I haven’t yet directly opposed your plan to become a boy. There were no scenes though I was deeply shocked. We agreed we would both try to find out more about transitioning. I know you’re too young to fully understand your adult sexuality or to definitively know how you want to comply with or challenge the general conventions prescribed for gender conformity in our neighbourhood or your world. You’re not a ‘girly-girl’. That’s what you’ve always said. But until the months of researching self-harm for your girlfriend on Tumblr when you were fifteen, you never, ever said you were not a girl.
And today you wrote to me on whatsapp:
‘‘trans people think they’re born in the wrong body and really they’re a boy. I don’t understand that … if someone asked I would still say I was trans though because it’s easier than explaining all that’
‘there’s no point talking about the dangers any more, I know what they are and I’m still going to do it’

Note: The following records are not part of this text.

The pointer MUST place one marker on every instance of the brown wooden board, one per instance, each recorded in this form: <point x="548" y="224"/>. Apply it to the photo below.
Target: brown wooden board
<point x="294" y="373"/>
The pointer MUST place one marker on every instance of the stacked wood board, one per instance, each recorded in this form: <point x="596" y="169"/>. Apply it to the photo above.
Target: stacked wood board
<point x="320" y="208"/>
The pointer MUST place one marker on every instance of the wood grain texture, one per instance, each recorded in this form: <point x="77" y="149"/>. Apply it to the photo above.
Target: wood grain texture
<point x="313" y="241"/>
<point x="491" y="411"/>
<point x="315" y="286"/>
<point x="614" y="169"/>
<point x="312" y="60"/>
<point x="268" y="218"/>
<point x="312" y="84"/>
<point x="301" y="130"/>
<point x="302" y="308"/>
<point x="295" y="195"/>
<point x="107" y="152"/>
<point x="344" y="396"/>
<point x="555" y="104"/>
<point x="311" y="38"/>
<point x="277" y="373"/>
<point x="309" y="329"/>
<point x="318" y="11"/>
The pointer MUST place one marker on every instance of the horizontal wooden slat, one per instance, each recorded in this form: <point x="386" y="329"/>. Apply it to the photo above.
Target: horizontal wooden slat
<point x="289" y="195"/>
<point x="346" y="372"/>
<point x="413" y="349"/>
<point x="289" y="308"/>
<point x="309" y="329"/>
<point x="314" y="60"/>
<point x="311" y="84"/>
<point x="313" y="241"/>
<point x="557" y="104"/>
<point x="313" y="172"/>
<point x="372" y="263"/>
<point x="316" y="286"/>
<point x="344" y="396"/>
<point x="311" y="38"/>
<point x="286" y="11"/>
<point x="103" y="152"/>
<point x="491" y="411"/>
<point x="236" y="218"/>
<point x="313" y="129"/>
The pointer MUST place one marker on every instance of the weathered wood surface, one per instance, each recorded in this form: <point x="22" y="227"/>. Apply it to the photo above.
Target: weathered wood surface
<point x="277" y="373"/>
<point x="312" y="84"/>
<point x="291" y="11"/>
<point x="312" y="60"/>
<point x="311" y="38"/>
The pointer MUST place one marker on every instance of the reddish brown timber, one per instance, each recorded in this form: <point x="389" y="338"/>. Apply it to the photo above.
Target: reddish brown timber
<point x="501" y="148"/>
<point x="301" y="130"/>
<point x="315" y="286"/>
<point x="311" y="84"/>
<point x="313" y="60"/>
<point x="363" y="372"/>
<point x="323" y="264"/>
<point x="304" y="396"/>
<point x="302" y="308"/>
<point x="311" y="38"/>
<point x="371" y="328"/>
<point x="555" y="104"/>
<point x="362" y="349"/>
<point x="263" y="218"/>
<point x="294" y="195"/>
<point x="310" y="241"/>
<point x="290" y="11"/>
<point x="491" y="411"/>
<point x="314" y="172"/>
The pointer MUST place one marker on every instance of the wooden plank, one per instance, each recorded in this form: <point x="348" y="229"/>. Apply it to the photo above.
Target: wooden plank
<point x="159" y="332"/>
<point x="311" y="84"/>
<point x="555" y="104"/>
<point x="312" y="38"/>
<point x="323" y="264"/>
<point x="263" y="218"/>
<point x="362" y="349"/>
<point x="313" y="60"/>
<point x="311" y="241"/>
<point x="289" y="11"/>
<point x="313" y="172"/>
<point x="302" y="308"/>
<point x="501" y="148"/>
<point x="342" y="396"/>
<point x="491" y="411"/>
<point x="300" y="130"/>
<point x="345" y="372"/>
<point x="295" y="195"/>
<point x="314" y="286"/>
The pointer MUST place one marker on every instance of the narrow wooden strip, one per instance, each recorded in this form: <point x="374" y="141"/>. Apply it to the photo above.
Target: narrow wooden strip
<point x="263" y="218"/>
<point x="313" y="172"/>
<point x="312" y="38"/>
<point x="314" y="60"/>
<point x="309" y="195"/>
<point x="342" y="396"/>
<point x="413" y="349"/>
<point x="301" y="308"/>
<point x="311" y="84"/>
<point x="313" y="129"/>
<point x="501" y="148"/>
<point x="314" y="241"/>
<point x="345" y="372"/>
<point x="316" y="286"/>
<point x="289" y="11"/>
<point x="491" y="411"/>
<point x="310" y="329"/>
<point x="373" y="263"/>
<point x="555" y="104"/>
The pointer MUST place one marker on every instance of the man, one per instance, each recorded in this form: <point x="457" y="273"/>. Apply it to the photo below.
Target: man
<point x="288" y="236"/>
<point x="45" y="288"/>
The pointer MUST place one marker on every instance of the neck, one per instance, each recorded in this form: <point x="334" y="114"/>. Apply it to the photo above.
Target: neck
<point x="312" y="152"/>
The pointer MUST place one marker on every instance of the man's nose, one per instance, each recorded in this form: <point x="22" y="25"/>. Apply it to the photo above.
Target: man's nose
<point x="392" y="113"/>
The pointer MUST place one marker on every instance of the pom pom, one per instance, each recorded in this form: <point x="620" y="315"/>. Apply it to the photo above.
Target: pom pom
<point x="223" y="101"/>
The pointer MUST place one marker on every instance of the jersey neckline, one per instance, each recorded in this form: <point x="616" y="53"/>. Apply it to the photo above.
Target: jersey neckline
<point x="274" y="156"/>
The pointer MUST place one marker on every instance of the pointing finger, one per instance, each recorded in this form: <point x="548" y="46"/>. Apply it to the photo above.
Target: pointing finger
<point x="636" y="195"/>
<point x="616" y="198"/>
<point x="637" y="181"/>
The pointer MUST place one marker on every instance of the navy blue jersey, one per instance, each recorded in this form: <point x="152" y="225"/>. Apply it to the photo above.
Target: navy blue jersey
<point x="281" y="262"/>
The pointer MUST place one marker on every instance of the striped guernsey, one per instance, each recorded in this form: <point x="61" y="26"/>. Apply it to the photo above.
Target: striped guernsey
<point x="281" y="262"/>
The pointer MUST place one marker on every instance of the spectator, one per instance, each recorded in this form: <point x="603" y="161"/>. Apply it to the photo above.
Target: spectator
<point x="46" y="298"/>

Well, I’ve been reading about transgender, the hike in identification of teenage girls as FtoT, listening to the voices of de-transitioners and reading blogs of people who express trans-regret. I have interrogated the evidence on side effects of taking hormones which include – but aren’t limited to – infertility, mental health jeopardy and osteoporosis. I’ve researched the side effects of surgery including physical and psychological scars, urinary tract infections, septicaemia and strokes. I don’t want any of this for you. You have a healthy female body. I cannot stand by and facilitate harm to your body through medical intervention because you are being persuaded it is a requisite for living in the gender of your own choosing. You can live in any gender variation you like. You always have. You always will. But I cannot collude in plans to harm your body. This is not transphobic. It is resisting clinical injury.
I am up against a huge campaign from trans advocates who seek to convince you that medical intervention with all its attendant harms is best for you. I am determined to turn back the tide of those domineering voices. I am not afraid of backlash. I am no longer frozen by your anger or certainty of rejection. I am only afraid that irrevocable harm will come to you if I do not struggle to speak out and turn back the tide of trans tyranny which is blocking sensitive discussion of the divide between gender confusion and intervention. I am your mother. Every fibre of my being is geared towards protecting you from harm.
What if you will not listen and you take steps towards medical intervention even though you know it will not alter your sex or determine your gender or assure you of future happiness? I will still love you. You are my child. However you live in relation to social definitions of gender is fine by me. But I cannot stand passively aside when you are so confused by the transgender trend or cheer you on to the starting line to injure your very own body. Not when you say yourself ‘I don’t understand’.
I have to intervene and to fight for you.
You have all of my love and endless support. You always will.